Go to Tenant Administration –> Autopatch Groups –> Create
Give it a name:
- Add your newly created Entra dynamic group
- Add as many deployment rings as you think you want
- Adjust the dynamic distribution to add to 100%
- i.e, 20% of our devices are patched in Ring 1
You could also ignore the dynamic distributions and add devices into manual rings yourself. I do not recommend this. In my view, nobody is important enough in any business to have special patching treatment. Yolo that stuff across the whole org in random groups to get a more realistic idea of how future rings will go.
Select what you want Autopatch to do:
(I’ve unchecked M365 App Updates because I prefer to handle those via https://config.office.com – Link to MS Learn)
I’m leaving the below as default because I’m happy with the choice, although you may wish to select a different target Feature version.
Autopatch will maintain all devices on the minimum in-support version even if you never update this.
All I’ve done on the next page is make the final ring more strict so it actually falls in at 12 days.
I’ve also chosen to leave the notifications default, as I think that provides the best end-user experience:
For Ring 3, updates will install 7 days after release, then the end-user will have 5 days of warning before their machine will forcibly restart.
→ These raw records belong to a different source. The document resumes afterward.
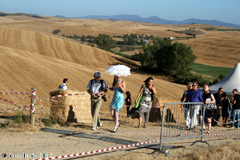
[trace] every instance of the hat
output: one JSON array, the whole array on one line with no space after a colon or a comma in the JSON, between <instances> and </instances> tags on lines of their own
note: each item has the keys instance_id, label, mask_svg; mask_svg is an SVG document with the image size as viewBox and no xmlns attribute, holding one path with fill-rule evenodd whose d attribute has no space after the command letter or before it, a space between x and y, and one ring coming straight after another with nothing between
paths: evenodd
<instances>
[{"instance_id":1,"label":"hat","mask_svg":"<svg viewBox=\"0 0 240 160\"><path fill-rule=\"evenodd\" d=\"M101 74L100 74L99 71L96 71L96 72L94 73L94 76L95 76L95 77L101 77Z\"/></svg>"}]
</instances>

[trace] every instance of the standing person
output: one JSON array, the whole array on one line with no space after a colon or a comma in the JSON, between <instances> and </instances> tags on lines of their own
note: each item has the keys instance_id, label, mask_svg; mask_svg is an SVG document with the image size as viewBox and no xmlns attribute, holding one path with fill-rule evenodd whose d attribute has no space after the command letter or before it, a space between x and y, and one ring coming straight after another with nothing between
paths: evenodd
<instances>
[{"instance_id":1,"label":"standing person","mask_svg":"<svg viewBox=\"0 0 240 160\"><path fill-rule=\"evenodd\" d=\"M91 114L93 130L98 129L102 123L99 118L99 110L102 105L102 94L107 92L107 86L104 80L100 79L100 72L94 73L94 79L90 80L87 86L87 92L91 95Z\"/></svg>"},{"instance_id":2,"label":"standing person","mask_svg":"<svg viewBox=\"0 0 240 160\"><path fill-rule=\"evenodd\" d=\"M143 93L141 102L139 104L139 109L136 111L136 113L139 114L139 128L141 127L142 121L144 122L144 127L147 128L147 122L152 107L152 95L157 94L156 88L153 85L152 77L148 77L144 82L145 85L142 85L142 87L140 88L140 91L135 101L135 103L137 103L138 98L140 98L141 93Z\"/></svg>"},{"instance_id":3,"label":"standing person","mask_svg":"<svg viewBox=\"0 0 240 160\"><path fill-rule=\"evenodd\" d=\"M109 88L109 85L108 85ZM126 82L120 79L120 76L114 76L112 87L109 88L110 90L114 91L112 102L109 106L110 114L115 122L115 127L113 132L117 132L118 127L120 126L119 120L119 112L122 109L124 104L124 95L123 93L126 92Z\"/></svg>"},{"instance_id":4,"label":"standing person","mask_svg":"<svg viewBox=\"0 0 240 160\"><path fill-rule=\"evenodd\" d=\"M127 118L129 118L129 109L130 109L131 104L132 104L132 102L131 102L131 94L130 94L129 91L127 91L126 95L127 95L127 98L125 99L125 101L126 101L125 104L127 106Z\"/></svg>"},{"instance_id":5,"label":"standing person","mask_svg":"<svg viewBox=\"0 0 240 160\"><path fill-rule=\"evenodd\" d=\"M215 103L215 98L212 93L209 92L209 86L207 84L203 85L203 103L208 104L208 103ZM208 134L210 133L211 130L211 118L212 118L212 112L213 110L205 110L205 118L207 118L208 121ZM203 113L204 114L204 113ZM203 117L200 116L201 123L204 123ZM203 125L203 129L205 129L205 125Z\"/></svg>"},{"instance_id":6,"label":"standing person","mask_svg":"<svg viewBox=\"0 0 240 160\"><path fill-rule=\"evenodd\" d=\"M219 109L219 106L221 105L222 103L222 98L221 98L221 94L223 93L223 88L220 87L218 88L218 92L214 94L214 98L216 100L216 105L217 105L217 108L214 110L214 113L213 113L213 119L215 119L216 121L219 121L219 118L220 118L220 109ZM213 126L219 126L217 124L216 121L213 121Z\"/></svg>"},{"instance_id":7,"label":"standing person","mask_svg":"<svg viewBox=\"0 0 240 160\"><path fill-rule=\"evenodd\" d=\"M233 101L233 108L232 108L232 116L233 116L233 121L240 119L240 95L238 94L238 90L234 89L233 90L233 95L234 95L234 101ZM237 116L237 119L236 119ZM232 123L231 128L234 128L235 122ZM239 121L237 121L237 128L240 127Z\"/></svg>"},{"instance_id":8,"label":"standing person","mask_svg":"<svg viewBox=\"0 0 240 160\"><path fill-rule=\"evenodd\" d=\"M60 84L59 87L58 87L58 89L59 89L59 90L60 90L60 89L66 90L68 83L69 83L69 82L68 82L68 79L67 79L67 78L64 78L64 79L63 79L63 84Z\"/></svg>"},{"instance_id":9,"label":"standing person","mask_svg":"<svg viewBox=\"0 0 240 160\"><path fill-rule=\"evenodd\" d=\"M184 100L184 98L186 97L186 95L190 89L192 89L192 82L188 83L187 90L184 91L183 96L181 98L181 102ZM186 102L189 102L188 98L186 99ZM189 107L189 105L183 105L183 106L184 106L185 126L188 129L188 128L190 128L190 124L191 124L190 107Z\"/></svg>"},{"instance_id":10,"label":"standing person","mask_svg":"<svg viewBox=\"0 0 240 160\"><path fill-rule=\"evenodd\" d=\"M223 92L222 94L222 117L223 123L227 123L228 117L230 113L230 100L227 97L227 94ZM226 127L226 124L223 124L223 127Z\"/></svg>"},{"instance_id":11,"label":"standing person","mask_svg":"<svg viewBox=\"0 0 240 160\"><path fill-rule=\"evenodd\" d=\"M192 89L190 89L188 91L186 97L184 98L184 100L182 102L183 103L186 102L187 98L188 98L189 102L202 102L203 101L202 92L200 91L200 89L198 89L197 82L193 82ZM181 107L182 106L183 105L181 105ZM191 107L191 110L190 110L191 128L193 129L198 125L197 115L199 114L200 105L192 105L190 107Z\"/></svg>"}]
</instances>

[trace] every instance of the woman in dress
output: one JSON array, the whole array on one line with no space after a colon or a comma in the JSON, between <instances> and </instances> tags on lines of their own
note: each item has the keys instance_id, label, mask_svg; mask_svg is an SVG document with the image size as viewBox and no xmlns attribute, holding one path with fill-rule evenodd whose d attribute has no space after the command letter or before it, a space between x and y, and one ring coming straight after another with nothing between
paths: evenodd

For Feature Updates, I’ve lengthened the deadlines so the deployment is staggered a bit:
Once done, click create.
Over the next few hours, devices will register with the Autopatch service. You can see which group they land in by going to Devices –> Monitor –> Autopatch devices:
(I’m using a screenshot from another tenant here, so don’t get thrown off by the name changes on the highlight)
What next?
Now you can wait and monitor!
If you get problems with the service, check out Microsoft Documentation or the “Autopatch Detected Issues” section of my other post. You will almost definitely see issues if an RMM previously managed Windows Updates since those tools (and some GPO settings) will add registry keys that interfere with what Autopatch is trying to do.
Other info
When you visit Devices –> Windows Update, you’ll see new things have been created depending on what you selected above. The releases view will show us what Autopatch is currently working on:
Reports –> Windows Quality Updates is also a good one to check out:
What about Hotpatch?
Even with Business Premium, you can now enable Windows Hotpatch. Hotpatch allows certain Windows updates to be applied to a device while it is in-use, without requiring a reboot.
Hotpatch does not mean devices never restart despite what you might have picked up from marketing materials! If you feed that info back to your clients, it’ll be on you to endlessly explain how Hotpatch actually works.
Hotpatch reduces the number of reboots an end-user has to do. I take a view that within a service desk environment, more reboots is probably better for reducing IT service incidents, but I don’t yet have stats on this.
Hotpatch = faster security patches
That’s the message I am happy with. Luckily it’s really easy once you have Autopatch enabled.
Go to Devices –> Windows Update –> Quality updates:
Create a “Windows Quality update policy”
Turn on the magic switch, and assign to your Autopatch Dynamic Group:
And wait…
You’ve done Hotpatch!
Be aware
The Windows build number for a fully updated Hotpatch device differs from a non-Hotpatch device.